Response Modes

Try this to get concise answers:

Respond in terse mode — just the facts

Try this to speed up simple tasks:

Use lightweight mode for quick fixes

Squad automatically picks the right response mode based on complexity — from instant direct answers (2s) to full multi-agent parallel work (60s). You can override anytime.

The Four Modes

Not every request needs the full agent machinery. Squad automatically selects a response mode based on the complexity of your message.

The Four Modes

Mode	Time	What Happens	When Used
Direct	~2–3s	Coordinator answers from memory — no agent spawned	Status checks, factual questions
Lightweight	~8–12s	One agent, minimal prompt — no charter/history/decisions reads	Small fixes, quick follow-ups
Standard	~25–35s	Full agent spawn with charter, history, and decisions	Normal work requests
Full	~40–60s	Multi-agent parallel spawn	Complex multi-domain tasks

Direct

The coordinator handles it alone. No sub-agent is spawned.

> What port does the server run on?
> Where are we on the auth work?
> Who's on the team?

Fast answers from context the coordinator already has.

Lightweight

One agent is spawned with a reduced prompt — skips loading charter, history, and decisions to save time.

> Fix the typo in the README
> Add that missing import
> Update the version number

Good for small, well-defined tasks where full context isn’t needed.

Standard

Full agent spawn. The agent reads its charter, history, and team decisions before working.

> Build the user profile API endpoint
> Refactor the auth middleware
> Write tests for the payment module

This is the default mode for most work.

Full

Multiple agents spawn in parallel, each with full context. A design review ceremony may trigger first.

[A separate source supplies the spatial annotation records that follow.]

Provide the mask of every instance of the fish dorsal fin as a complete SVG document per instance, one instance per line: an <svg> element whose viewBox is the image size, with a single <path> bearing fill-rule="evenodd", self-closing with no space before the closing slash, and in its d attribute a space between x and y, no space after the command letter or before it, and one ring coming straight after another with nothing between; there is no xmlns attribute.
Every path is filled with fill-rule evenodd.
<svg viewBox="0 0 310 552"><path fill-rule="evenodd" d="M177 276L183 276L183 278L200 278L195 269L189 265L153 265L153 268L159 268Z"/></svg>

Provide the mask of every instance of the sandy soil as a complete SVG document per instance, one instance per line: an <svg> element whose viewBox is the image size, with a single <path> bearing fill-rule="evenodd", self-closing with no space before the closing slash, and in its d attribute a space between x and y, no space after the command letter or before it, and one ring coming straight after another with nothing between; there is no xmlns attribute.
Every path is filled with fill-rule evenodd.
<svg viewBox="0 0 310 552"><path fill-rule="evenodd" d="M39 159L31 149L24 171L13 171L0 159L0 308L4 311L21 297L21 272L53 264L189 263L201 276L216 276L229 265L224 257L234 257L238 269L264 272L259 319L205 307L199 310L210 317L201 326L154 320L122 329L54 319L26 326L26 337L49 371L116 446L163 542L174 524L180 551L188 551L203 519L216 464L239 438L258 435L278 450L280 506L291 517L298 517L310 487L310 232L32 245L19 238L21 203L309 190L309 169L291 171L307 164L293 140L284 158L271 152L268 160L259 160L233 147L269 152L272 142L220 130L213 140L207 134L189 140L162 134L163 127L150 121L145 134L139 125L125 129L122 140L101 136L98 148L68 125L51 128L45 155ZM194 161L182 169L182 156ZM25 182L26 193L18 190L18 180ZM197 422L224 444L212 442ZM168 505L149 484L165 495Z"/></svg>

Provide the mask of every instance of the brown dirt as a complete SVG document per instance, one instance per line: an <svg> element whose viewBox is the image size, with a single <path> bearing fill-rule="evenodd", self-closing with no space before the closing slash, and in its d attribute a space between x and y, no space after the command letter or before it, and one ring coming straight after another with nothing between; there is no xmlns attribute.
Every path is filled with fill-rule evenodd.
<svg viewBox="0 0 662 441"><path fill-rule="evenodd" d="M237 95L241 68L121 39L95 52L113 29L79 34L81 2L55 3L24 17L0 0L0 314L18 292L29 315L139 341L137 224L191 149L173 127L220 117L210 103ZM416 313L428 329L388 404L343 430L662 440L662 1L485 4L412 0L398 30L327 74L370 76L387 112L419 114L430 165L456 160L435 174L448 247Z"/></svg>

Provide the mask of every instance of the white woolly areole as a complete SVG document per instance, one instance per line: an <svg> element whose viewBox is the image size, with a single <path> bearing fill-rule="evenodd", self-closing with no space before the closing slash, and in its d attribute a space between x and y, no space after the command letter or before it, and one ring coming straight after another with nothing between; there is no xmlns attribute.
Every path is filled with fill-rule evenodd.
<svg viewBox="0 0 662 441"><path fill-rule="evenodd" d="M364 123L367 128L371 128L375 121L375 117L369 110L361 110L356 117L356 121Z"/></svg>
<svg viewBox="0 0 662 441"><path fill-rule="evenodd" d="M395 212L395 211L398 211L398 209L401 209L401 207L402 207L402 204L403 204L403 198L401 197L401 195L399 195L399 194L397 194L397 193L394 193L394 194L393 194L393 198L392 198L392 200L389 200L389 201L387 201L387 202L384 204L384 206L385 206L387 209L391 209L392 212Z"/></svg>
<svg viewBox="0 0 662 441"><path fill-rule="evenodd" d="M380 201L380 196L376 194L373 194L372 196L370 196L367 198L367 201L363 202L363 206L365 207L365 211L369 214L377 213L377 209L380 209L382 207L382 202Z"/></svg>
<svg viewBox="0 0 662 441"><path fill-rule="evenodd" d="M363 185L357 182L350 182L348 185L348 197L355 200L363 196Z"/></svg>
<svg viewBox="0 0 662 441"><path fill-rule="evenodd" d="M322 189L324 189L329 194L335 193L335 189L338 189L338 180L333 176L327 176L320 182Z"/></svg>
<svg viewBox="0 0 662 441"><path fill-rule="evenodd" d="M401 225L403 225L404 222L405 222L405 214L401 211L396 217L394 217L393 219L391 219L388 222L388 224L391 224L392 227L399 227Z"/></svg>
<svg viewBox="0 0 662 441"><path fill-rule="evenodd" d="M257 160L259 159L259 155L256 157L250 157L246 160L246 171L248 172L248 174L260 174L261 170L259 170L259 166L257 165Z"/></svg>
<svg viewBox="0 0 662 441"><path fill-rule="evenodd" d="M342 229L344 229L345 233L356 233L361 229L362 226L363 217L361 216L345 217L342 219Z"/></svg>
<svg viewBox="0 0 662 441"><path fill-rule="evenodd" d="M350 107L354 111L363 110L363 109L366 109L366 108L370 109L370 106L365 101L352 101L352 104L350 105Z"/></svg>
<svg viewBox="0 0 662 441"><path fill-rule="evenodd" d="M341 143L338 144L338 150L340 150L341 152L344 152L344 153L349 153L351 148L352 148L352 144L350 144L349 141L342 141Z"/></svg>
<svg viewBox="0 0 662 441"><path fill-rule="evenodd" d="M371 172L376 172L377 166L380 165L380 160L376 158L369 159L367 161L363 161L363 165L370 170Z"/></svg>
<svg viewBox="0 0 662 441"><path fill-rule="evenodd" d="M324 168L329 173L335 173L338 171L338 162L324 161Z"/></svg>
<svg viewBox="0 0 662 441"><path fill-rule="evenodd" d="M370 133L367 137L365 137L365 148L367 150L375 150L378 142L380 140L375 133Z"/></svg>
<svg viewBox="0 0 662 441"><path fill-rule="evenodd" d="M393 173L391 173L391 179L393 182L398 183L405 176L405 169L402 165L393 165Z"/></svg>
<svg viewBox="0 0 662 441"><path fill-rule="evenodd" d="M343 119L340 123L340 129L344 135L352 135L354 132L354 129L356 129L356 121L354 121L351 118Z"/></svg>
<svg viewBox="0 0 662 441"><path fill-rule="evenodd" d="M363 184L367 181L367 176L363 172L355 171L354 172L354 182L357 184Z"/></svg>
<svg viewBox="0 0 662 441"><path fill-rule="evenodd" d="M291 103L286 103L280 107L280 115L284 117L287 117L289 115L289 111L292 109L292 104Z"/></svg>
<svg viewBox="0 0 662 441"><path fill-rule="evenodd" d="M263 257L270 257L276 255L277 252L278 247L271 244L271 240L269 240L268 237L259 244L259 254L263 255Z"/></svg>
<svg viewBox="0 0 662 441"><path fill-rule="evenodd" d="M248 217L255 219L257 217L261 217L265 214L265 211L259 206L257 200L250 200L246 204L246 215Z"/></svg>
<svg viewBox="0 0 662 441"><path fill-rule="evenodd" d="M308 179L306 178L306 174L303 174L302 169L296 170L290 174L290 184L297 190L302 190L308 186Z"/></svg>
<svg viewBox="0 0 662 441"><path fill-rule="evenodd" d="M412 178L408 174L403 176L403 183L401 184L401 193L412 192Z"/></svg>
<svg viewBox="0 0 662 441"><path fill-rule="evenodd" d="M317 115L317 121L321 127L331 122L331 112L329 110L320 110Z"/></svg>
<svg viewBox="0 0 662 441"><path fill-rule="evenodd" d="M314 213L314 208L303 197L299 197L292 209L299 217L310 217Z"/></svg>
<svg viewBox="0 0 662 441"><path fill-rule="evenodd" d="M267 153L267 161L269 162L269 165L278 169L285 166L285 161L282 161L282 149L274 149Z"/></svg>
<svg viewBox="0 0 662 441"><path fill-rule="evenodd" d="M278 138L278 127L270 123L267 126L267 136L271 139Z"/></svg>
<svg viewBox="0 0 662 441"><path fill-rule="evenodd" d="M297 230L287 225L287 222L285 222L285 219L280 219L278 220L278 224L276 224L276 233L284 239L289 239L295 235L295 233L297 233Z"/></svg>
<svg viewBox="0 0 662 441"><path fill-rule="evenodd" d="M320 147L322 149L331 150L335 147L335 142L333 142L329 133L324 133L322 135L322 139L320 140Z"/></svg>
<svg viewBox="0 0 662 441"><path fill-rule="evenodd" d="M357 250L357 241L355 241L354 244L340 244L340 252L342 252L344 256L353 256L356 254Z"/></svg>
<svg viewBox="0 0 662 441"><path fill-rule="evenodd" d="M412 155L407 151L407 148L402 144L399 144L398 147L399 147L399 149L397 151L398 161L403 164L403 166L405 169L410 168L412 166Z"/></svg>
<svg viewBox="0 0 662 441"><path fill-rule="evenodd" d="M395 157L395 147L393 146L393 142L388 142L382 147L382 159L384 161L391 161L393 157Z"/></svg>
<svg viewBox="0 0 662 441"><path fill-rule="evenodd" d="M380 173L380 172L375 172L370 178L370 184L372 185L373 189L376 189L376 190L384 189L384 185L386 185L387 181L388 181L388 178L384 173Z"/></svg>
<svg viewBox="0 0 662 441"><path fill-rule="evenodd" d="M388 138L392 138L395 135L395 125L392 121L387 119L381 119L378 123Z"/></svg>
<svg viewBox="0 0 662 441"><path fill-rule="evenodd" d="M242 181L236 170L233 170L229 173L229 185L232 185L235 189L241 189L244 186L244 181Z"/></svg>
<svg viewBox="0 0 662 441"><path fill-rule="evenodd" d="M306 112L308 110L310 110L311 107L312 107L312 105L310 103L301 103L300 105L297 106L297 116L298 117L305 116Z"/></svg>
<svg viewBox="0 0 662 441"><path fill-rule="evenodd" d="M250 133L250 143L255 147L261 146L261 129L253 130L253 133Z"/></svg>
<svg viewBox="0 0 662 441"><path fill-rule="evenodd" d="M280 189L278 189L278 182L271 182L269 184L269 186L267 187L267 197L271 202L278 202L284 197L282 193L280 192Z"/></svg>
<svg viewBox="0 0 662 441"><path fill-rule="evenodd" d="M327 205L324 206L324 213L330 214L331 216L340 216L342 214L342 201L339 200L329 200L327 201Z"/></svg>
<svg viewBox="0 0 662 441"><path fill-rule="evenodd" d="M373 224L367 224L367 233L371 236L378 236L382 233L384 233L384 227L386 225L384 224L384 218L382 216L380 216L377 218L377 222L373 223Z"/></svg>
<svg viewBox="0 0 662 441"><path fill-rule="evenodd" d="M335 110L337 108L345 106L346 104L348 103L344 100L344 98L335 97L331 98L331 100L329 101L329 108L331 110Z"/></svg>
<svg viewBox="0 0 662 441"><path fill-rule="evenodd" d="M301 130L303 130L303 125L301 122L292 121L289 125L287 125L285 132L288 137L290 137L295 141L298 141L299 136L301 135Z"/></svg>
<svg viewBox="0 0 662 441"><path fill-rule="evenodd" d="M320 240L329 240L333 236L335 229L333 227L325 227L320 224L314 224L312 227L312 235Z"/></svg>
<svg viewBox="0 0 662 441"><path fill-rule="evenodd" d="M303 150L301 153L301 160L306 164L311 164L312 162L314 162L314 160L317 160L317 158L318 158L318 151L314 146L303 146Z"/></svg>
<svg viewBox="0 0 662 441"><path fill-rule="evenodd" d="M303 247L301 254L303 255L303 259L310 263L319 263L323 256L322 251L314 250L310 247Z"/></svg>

> Team, build the dashboard
> Rebuild the authentication system
> Implement the search feature end-to-end

Used for complex tasks that span multiple domains (frontend, backend, testing).

How Modes Are Selected

The coordinator picks the mode automatically based on:

Complexity of the request
Number of domains involved
Whether context is needed (history, decisions, skills)

You don’t need to specify a mode. When uncertain, the coordinator biases toward upgrading — it’s better to spend a few extra seconds loading context than to miss something.

Tips

If a response feels slow for a simple question, it’s likely using Standard when Direct would suffice. This is rare — the coordinator is good at picking the right mode.
“Team, …” prompts typically trigger Full mode.
Direct-named agent prompts (“Kane, …”) typically trigger Standard mode.
Response times depend on the Copilot platform. The numbers above are approximate.

Sample Prompts

force lightweight mode for this quick fix

Explicitly requests a reduced-context spawn for a simple task.

what port does the API run on?

Quick factual question that triggers Direct mode with no agent spawn.

Kane, do a thorough analysis of the auth system

Requests Standard mode with full context load for complex work.

what response mode was used for that last task?

Checks which mode the coordinator selected for the previous request.

Team, rebuild the authentication system end-to-end

Multi-domain prompt that triggers Full mode with parallel agent spawns.